The porch railing he repaired was a complete mess. Our master bathroom faucet, perhaps the most pressing job, is still inoperable. Two days later the baby gate he installed had come off, and I ended up reinstalling it myself. And the scary part is: I did a better job.

I’m embarrassed to admit that yes, I did pay him his inflated fee. And no, I did not thoroughly check his work.

New Homeownership: Baptism by Fire

As you know, we’re new at this whole homeowner thing, and I’m really feeling my naiveté. This guy was sent by a contractor we trusted. Recommended by a real estate agent, he had spent almost a week at our house when we first moved in, repairing our gutters, replacing rotted eves, and reassembling IKEA furniture. We trusted the contractor to send a good handyman, even though the price seemed too good to be true ($110 for the whole day).

The contractor, who was apologetic and promised to reimburse us and repair the work, never showed up. So not only did we overpay, but we have to pay on top of it to redo the shoddy work.

In honor of Labor Day week, I want to talk about workers. I don’t think we’re alone in our struggle to find affordable yet honest workers. And I imagine others have our same limitations: little time to do the repairs ourselves, and little money to pay someone to do it.

So Who Do You Call?

When your washing machine or skylight is leaking, how do you know who to dial?

1.  People recommended by real estate agents, neighbors, friends

This was how we got our first contractor, who ended up shafting us. Recommended by an acquaintance who flips houses. Yes, I need to keep costs low, but I also plan on living in this house for the next few decades.

So while this plan is better than no plan, it’s not foolproof.

2.  Businesses who have been around for a long time

After getting dubious advice about heating and cooling our attic from a random contractor (recommended by our realtor), I’m thinking we need to up our standards.

Look in the yellow pages for companies that have been in business for a long time, my mom suggested. This is standard advice when looking for a reputable mover, and it makes good sense: someone who is in it for quick money is not going to last long.

3.  Angie’s List

After my strike-outs, I turned to my neighborhood listservs to find recommendations from neighbors. I interviewed a carpenter/plumber I found this way, but just because one person recommended him doesn’t mean he’s good.
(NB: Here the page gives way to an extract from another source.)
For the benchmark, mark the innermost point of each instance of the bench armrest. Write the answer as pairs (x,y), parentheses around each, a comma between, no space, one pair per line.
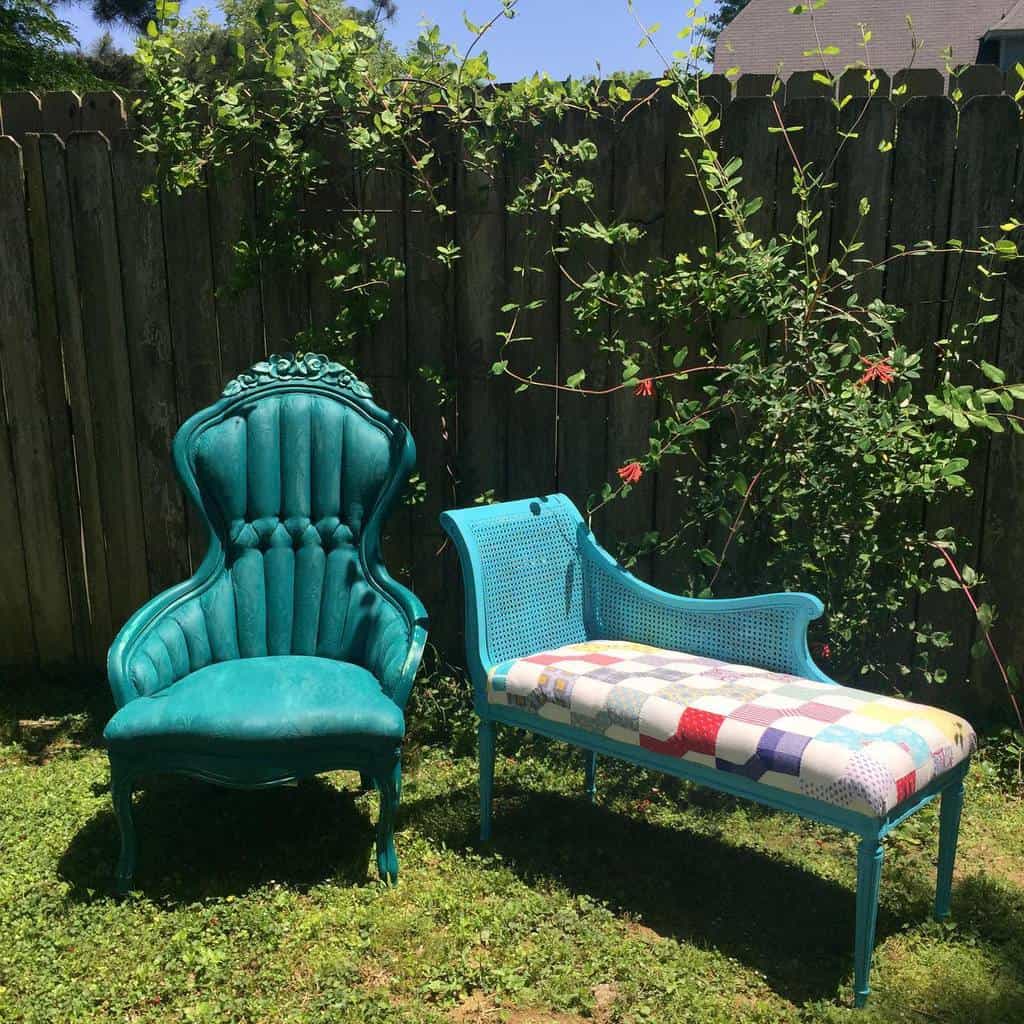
(768,631)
My sister came to my rescue yesterday by buying me a year’s subscription to Angie’s List. Thanks to her $35 gift, I have access to lots and lots of user ratings and reviews for everything from painters to roofers to car repairmen. Plus, exclusive discounts give me hope that I might be able to find help that is both good and affordable.

I’d love to hear from you: how do you find good workers that charge a fair price?

And then later, let’s talk about tipping.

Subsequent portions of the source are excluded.